1892 A reforma paulista propõe os grupos escolares, com a divisão dos alunos em séries.
1914 Começa a Primeira Guerra Mundial, que segue até 1918.
1920 Ocorre a Reforma Sampaio Dória, em São Paulo, seguida por outras sete.
1930 A revolução e um golpe de estado levam Vargas ao poder.
Esforços para democratizar
A ideia de uma Educação para todos só ganhou força na década de 1920.
Nesse período, se destacaram os pioneiros da Escola Nova - Anísio
Teixeira (1900-1971), Fernando de Azevedo (1894-1974), Lourenço Filho
(1897-1970) e outros -, que defendiam a escola pública e laica,
igualitária e sem privilégios (leia a frase de Teixeira na primeira
página e a pergunta de concurso abaixo).
O estopim das mudanças
foi a Reforma Sampaio Dória, em São Paulo, em 1920, que leva o nome do
então diretor-geral da Instrução Pública do estado, Antonio de Sampaio
Dória (1883-1964). Preocupado com o fato de metade da população de 7 a
12 anos estar fora da escola e com um baixo orçamento, ele propôs uma
etapa inicial de dois anos (equivalente ao começo do Ensino Fundamental
atual), gratuita e obrigatória.
O projeto foi engavetado
rapidamente, mas abriu espaço para ações estruturais em vários estados.

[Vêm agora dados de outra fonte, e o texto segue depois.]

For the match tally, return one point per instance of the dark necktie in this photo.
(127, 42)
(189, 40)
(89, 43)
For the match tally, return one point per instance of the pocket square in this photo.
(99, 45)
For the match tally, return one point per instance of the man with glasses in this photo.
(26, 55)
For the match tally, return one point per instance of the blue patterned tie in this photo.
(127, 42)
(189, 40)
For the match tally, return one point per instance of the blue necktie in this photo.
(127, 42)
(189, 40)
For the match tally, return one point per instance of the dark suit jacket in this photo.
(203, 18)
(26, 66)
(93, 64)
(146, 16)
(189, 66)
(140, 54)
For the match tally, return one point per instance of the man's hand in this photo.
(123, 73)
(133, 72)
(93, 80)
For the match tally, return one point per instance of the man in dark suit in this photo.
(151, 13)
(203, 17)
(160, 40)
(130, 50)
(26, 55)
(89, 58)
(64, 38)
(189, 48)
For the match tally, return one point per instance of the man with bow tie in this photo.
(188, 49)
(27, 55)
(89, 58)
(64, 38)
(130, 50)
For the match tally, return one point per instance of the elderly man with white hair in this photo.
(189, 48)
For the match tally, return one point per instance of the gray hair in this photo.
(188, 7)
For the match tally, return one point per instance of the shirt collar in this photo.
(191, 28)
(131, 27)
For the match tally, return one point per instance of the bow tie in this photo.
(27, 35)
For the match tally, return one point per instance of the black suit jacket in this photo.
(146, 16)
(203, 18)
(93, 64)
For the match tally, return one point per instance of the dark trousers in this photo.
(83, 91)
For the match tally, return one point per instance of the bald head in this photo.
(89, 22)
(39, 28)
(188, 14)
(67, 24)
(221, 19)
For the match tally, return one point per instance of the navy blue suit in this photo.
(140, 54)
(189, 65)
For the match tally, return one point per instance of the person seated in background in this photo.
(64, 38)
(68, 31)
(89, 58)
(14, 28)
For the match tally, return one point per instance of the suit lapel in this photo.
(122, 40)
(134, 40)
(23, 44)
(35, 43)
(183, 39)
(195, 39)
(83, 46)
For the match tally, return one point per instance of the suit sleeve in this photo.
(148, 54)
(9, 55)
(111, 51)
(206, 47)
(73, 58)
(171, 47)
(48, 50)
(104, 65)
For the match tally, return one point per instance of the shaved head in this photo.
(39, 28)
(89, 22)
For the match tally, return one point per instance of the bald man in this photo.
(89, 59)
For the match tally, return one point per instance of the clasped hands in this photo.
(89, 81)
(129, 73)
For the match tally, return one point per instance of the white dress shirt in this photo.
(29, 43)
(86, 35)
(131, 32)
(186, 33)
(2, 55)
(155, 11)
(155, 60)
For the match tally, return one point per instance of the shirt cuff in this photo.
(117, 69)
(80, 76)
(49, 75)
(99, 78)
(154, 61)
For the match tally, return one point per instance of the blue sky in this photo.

Em um período de seis anos, educadores lideraram reformas no Ceará, no
Paraná, no Rio Grande do Norte, na Bahia, em Minas Gerais, no Distrito
Federal e em Pernambuco. Segundo Saviani, elas alteraram a instrução
pública em aspectos como a ampliação da rede de escolas e a reformulação
curricular.
Paralelamente, a corrente anarquista conquistou
espaço e passou a influenciar a Educação. Foram fundadas escolas
operárias em quase todos os estados, geridas pela comunidade. Tendo como
base a Pedagogia libertária e as ideias do espanhol Francisco Ferrer y
Guardia (1859-1909), as instituições fugiam do dogmatismo e
fundamentavam o currículo na ciência, como descreve Angela Maria Souza
Martins, da Universidade Federal do Estado do Rio de Janeiro (Unirio),
no artigo A Educação Libertária na Primeira República.
Incomodada
com a perda de espaço, a Igreja católica também orquestrou uma reação,
pressionou os governos para o restabelecimento do ensino religioso,
publicou livros didáticos e artigos em revistas e jornais e continuou a
atuar na formação de professores. Da mesma maneira, as elites tentavam
reconquistar seu poder. De outro lado, os escolanovistas cresciam cada
vez mais e se preparavam para a publicação do Manifesto dos Pioneiros da
Educação Nova, em 1932, já no governo de Getúlio Vargas (1882-1945).